2Electric Power Research Institute of Guizhou Power Grid Co. Ltd., Guiyang, Guizhou, 550000, China
E-mail: xiyu@csg.cn
*Corresponding Author
Received 05 July 2022; Accepted 28 July 2022; Publication 03 January 2023
With the continuous progress of the society, the demand for electrical power is urgent. The transformer plays an important role in the power energy transmission. The oil temperature inside transformer effectively could reflect working condition of the transformer, which makes it necessary to monitor and forecast the oil temperature to monitor the operating status of the power transformer. However, the oil temperature time series data generated by the power transformer has the characteristics of being complex and nonlinear. In recent years, long and short time memory networks (LSTM) are often used to predict transformer oil temperature. Gated recurrent unit (GRU) is a new version for LSTM. In the structure of GRU, there exist two gates, which are updating gate and resetting gate, respectively. Compared with LSTM network, The structure of GRU is simpler and its effect is better. A novel predicting method for transformer oil temperature is proposed based on time series theory and GRU in this paper, which is verified on the dataset of the oil temperature of the transformers in the two regions. The experimental results are compared with traditional time series prediction models to demonstrate that the proposed method is effective and feasible.
Keywords: Oil temperature, power transformer, deep learning, LSTM, GRU.

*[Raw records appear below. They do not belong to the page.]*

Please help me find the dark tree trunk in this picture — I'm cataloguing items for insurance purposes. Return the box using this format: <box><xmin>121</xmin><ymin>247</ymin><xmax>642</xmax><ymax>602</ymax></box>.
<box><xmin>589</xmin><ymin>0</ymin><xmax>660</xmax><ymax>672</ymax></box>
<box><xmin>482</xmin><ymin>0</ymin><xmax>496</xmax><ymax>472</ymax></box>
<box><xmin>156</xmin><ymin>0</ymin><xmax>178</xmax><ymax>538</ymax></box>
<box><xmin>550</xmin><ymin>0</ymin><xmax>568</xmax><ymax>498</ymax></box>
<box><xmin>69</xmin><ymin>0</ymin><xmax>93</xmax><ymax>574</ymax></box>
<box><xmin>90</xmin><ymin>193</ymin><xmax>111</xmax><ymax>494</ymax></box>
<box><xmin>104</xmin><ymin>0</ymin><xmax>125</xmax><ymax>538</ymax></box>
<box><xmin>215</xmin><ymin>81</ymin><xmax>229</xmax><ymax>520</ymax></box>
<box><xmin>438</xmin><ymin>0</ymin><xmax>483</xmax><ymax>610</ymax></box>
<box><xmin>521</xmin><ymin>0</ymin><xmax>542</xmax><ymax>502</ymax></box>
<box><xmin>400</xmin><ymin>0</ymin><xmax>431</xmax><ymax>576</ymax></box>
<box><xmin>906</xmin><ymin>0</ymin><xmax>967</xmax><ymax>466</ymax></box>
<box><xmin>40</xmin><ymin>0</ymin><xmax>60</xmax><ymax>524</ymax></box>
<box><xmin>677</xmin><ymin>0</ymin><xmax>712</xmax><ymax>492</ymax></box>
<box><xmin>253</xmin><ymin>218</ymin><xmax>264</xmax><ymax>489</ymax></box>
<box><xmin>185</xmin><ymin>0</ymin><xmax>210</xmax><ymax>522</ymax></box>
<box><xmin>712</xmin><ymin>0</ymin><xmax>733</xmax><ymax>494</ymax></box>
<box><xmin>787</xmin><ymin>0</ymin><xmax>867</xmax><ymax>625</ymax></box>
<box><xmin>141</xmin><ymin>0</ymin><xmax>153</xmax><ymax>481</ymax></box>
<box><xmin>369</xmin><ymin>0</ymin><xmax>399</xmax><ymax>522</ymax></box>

In the power system, the power transformer is an expensive and key equipment in the transmission and distribution network. In the process of operation, it is easy to suffer the combined impact of thermal, electrical and mechanical stresses, which results in transformer failure [1]. Therefore, the power transformer plays an important role in transmitting electricity flexibly and safely. A picture of normal power transformer is demonstrated in Figure 1. The thermal characteristic is one of the important indications for the secure and stable operation of transformer. A useful indicator to detect the thermal characteristic of transformer is the transformer oil temperature. At present, many substations still use mechanical pointer pressure gauges, whose database is established through manual periodic readings. In addition, the prediction and early warning of parameters are also completed through manual data analysis. Although the automatic collection of transformer oil temperature has been realized, its prediction and early warning are completed through manual data analysis. With the fast progress of power system automation, intelligent forecast of the temperature of power transformer oil is a research field full of research value and theoretical significance [2, 3].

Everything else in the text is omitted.